Accessibility
The principle of accessibility refers to ensuring that all who are interested are able to consume, evaluate, and otherwise interact with research products (e.g. data, results) and processes (e.g. methods). Even when research is transparent and has integrity, if only a limited group can access the outcomes or outputs of this research, it is not truly open.
Asking people to pay to read a hidden recipe for the best cake ever means that only certain people will be able to afford to make it. This may not seem like the end of the world for cake, because cake is a luxury. We might even hope that the reason the recipe is behind a paywall is so that the author of the recipe can be paid for the hard work they put into developing it, as well as covering the costs to the website of editing and hosting the content. However, research is a bit different.
One reason for this is that the outputs of research are not a luxury, as research is used predominantly to solve the world’s problems! Another reason is that much research is publicly funded, meaning the public has a right to access the products of this research. Also, when research is behind a paywall (e.g. published in a journal where you have to pay to access articles), authors don’t get any of the money that people pay to read the article.
If authors want to make their article openly available to everyone, they usually have to pay for this themselves. That’s like a recipe creator either having to pay to have their recipe openly listed on a website, or the website charging for people to read the recipe which the recipe creator gave them for free.

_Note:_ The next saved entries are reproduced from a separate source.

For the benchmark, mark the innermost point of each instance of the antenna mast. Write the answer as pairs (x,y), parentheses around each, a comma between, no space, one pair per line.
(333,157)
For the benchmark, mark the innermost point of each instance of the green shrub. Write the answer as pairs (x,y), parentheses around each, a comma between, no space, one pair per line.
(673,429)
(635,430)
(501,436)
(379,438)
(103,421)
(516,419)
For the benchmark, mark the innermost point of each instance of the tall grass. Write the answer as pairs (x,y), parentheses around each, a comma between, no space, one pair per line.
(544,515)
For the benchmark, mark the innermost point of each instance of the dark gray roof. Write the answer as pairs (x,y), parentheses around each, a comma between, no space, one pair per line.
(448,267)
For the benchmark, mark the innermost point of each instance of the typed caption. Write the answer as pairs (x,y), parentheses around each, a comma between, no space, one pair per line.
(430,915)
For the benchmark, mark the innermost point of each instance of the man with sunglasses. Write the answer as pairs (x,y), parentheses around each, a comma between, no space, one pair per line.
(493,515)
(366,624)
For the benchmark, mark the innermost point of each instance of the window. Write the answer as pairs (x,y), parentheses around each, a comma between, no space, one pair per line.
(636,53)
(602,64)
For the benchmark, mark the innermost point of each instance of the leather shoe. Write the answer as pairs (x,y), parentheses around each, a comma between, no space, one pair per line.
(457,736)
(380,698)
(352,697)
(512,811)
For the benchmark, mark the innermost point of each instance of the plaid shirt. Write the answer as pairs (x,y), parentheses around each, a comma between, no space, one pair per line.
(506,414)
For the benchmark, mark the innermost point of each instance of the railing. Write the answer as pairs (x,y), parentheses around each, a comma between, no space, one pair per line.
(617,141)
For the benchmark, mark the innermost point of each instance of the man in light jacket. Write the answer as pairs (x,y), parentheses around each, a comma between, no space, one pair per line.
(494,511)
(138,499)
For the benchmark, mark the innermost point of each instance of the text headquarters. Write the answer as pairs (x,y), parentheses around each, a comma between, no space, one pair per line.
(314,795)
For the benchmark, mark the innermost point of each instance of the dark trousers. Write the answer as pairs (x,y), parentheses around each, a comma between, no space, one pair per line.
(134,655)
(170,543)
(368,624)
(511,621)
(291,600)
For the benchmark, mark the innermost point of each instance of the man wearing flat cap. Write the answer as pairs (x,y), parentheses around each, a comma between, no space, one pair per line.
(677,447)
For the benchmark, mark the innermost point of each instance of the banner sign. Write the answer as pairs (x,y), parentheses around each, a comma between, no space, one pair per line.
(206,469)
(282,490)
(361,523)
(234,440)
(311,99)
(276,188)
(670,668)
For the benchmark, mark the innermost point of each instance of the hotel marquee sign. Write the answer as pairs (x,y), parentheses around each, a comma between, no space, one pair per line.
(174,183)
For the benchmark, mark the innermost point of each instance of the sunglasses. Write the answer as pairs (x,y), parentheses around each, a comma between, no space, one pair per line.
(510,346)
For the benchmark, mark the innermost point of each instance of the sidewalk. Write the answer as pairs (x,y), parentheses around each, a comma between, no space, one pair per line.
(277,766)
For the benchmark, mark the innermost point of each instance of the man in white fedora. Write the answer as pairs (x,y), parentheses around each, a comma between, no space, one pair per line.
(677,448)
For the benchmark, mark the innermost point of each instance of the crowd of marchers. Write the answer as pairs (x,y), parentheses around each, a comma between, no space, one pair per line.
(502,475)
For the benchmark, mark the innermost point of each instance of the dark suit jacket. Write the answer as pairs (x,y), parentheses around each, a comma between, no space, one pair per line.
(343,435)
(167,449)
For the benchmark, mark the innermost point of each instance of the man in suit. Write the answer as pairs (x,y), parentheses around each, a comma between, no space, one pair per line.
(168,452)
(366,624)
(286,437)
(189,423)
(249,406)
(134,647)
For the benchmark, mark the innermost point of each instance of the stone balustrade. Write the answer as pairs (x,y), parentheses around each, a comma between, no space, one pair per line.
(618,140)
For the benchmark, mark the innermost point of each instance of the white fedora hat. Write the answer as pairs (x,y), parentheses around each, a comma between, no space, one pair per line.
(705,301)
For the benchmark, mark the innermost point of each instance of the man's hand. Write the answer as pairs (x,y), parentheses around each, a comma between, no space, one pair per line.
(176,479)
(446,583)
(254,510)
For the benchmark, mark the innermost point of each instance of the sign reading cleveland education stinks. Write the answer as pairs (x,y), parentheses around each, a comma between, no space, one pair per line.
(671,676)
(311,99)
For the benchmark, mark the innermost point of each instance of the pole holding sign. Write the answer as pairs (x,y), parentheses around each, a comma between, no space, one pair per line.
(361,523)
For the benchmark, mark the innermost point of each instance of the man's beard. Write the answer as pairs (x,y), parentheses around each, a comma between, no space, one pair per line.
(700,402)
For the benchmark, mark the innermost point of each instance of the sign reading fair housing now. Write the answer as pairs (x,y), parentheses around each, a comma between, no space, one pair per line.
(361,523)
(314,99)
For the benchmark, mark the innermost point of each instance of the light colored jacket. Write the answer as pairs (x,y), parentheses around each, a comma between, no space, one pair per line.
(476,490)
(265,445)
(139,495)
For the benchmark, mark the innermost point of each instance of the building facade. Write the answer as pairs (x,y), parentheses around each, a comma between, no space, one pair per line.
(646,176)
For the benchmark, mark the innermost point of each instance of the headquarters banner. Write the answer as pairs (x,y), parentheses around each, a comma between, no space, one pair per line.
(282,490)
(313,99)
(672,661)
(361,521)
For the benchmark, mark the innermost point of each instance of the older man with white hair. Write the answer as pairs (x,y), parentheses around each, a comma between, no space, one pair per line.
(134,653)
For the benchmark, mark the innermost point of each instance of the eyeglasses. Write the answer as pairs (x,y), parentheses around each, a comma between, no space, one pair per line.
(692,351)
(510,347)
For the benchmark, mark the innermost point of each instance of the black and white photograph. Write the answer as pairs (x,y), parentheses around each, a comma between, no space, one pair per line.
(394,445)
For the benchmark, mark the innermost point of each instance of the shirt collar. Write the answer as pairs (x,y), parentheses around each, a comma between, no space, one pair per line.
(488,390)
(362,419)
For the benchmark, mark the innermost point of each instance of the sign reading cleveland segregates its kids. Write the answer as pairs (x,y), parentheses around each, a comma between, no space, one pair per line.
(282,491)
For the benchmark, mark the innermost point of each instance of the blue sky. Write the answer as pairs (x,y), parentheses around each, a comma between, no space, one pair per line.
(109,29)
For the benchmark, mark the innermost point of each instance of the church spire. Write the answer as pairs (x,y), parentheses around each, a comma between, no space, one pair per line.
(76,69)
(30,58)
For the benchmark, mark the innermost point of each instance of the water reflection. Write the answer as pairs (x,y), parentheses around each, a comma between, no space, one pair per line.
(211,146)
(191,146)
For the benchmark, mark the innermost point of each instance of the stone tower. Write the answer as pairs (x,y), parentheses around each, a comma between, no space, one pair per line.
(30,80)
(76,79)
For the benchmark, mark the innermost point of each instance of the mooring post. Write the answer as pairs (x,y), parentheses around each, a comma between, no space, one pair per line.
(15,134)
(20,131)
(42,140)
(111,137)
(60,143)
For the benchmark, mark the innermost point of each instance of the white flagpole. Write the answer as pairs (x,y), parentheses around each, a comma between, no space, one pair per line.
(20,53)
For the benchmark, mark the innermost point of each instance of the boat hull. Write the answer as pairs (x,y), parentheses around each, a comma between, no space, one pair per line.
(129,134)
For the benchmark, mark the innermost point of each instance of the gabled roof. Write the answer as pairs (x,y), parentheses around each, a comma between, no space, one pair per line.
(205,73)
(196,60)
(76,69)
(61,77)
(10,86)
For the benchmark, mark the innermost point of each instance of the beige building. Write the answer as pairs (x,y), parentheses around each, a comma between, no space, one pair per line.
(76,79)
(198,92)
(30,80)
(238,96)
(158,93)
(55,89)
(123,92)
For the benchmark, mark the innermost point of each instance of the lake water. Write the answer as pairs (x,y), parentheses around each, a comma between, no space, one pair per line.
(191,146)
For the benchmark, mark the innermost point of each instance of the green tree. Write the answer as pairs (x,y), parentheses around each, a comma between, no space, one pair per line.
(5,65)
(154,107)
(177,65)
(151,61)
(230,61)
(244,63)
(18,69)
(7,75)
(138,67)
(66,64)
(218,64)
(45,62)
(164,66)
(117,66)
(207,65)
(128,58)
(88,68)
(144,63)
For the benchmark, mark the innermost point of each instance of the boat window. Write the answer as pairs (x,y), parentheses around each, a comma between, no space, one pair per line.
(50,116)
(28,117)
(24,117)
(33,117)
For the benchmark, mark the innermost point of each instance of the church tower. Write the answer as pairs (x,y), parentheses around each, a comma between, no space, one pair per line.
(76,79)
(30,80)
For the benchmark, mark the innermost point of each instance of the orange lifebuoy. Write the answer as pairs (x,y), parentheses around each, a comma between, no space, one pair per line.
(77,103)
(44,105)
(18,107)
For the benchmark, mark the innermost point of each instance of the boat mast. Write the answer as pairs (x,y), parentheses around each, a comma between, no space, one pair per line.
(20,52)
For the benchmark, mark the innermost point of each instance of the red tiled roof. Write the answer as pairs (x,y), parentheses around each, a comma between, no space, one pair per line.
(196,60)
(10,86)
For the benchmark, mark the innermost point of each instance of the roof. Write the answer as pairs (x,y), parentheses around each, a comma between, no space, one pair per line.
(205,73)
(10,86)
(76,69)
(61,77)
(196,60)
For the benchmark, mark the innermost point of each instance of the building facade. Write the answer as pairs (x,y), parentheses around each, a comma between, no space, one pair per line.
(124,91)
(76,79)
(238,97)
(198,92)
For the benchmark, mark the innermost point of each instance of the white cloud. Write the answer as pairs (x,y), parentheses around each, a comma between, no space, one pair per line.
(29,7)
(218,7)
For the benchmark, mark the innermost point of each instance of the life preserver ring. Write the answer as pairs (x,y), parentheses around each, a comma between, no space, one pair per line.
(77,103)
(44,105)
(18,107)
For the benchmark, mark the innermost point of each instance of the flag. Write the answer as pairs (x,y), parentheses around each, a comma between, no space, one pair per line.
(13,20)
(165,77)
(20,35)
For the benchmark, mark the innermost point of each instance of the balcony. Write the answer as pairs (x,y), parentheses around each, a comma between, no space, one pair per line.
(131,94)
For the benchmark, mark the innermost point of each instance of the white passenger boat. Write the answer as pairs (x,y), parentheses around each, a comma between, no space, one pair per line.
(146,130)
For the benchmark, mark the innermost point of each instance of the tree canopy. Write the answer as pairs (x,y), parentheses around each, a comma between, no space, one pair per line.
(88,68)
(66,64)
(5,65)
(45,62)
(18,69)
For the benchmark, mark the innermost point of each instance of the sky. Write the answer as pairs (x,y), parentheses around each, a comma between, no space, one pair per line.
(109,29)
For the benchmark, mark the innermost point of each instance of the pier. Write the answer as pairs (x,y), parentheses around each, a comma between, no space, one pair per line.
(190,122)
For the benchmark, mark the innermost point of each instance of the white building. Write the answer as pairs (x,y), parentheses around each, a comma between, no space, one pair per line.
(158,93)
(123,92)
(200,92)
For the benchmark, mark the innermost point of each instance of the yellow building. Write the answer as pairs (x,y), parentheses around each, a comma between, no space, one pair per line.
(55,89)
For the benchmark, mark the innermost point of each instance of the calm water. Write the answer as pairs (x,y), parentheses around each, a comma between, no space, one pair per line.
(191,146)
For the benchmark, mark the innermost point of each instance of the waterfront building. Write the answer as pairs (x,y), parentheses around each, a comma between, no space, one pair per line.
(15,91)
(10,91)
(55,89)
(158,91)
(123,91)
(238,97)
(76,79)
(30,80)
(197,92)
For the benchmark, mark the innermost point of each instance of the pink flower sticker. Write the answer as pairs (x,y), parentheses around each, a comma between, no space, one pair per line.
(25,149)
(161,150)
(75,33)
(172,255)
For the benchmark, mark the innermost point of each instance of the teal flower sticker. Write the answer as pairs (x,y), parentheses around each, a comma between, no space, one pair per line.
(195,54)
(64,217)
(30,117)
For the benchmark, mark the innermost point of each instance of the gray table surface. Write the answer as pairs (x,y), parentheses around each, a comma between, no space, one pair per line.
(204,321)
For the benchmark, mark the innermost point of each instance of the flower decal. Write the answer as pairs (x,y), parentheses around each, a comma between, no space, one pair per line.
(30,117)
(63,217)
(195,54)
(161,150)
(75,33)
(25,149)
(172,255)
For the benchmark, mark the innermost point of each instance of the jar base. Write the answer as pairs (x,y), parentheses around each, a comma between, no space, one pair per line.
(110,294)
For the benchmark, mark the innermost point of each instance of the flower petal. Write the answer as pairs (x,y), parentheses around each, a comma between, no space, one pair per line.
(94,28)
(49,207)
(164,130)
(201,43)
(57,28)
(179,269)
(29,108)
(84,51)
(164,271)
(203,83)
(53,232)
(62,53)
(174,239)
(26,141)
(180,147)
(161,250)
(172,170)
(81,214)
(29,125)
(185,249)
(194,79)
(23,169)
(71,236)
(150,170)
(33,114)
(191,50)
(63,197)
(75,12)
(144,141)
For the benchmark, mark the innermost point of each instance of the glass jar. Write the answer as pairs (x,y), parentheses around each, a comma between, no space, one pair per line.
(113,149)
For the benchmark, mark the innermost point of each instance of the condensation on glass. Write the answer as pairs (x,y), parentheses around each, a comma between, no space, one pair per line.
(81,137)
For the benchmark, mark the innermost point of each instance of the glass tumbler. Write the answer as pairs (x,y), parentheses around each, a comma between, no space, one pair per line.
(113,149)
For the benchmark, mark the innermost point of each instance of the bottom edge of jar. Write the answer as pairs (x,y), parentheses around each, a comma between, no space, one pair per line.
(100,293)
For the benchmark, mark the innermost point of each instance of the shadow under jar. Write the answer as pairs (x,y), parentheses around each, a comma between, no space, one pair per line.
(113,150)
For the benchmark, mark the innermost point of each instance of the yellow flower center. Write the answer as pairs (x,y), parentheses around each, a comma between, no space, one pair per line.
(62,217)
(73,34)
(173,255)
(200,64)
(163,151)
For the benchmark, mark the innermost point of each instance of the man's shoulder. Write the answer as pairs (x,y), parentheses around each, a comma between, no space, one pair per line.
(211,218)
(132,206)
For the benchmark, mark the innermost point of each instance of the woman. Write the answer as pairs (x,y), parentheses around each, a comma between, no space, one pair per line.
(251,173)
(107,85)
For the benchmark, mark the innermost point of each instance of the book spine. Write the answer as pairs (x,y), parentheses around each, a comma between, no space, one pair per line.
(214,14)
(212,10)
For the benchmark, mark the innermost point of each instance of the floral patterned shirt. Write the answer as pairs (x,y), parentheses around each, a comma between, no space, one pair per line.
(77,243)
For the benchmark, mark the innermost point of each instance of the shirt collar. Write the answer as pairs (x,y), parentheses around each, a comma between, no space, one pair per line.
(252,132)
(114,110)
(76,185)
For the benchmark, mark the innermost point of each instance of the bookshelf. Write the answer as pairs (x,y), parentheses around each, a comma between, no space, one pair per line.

Accessibility is about more than just making the products of research available for free. Even if all research articles were free to read, if the public isn’t able to understand them, then they are useless! Converting a complicated recipe into bullet points, adding hints and tips, and translating it into different languages or adapting it for different accessibility needs, will mean that many more people are able to make the same recipe than if only the original version is provided.

Pause for thought
To publish an article openly in the famous journal Nature, researchers have to pay almost £9,000 (in 2024, at the time of writing). Take ten minutes to reflect on how APCs affect researchers in the Global South, and how journals might address this. Then, look up whether Nature has any ways of addressing this (clue: search for ‘APC waiver’).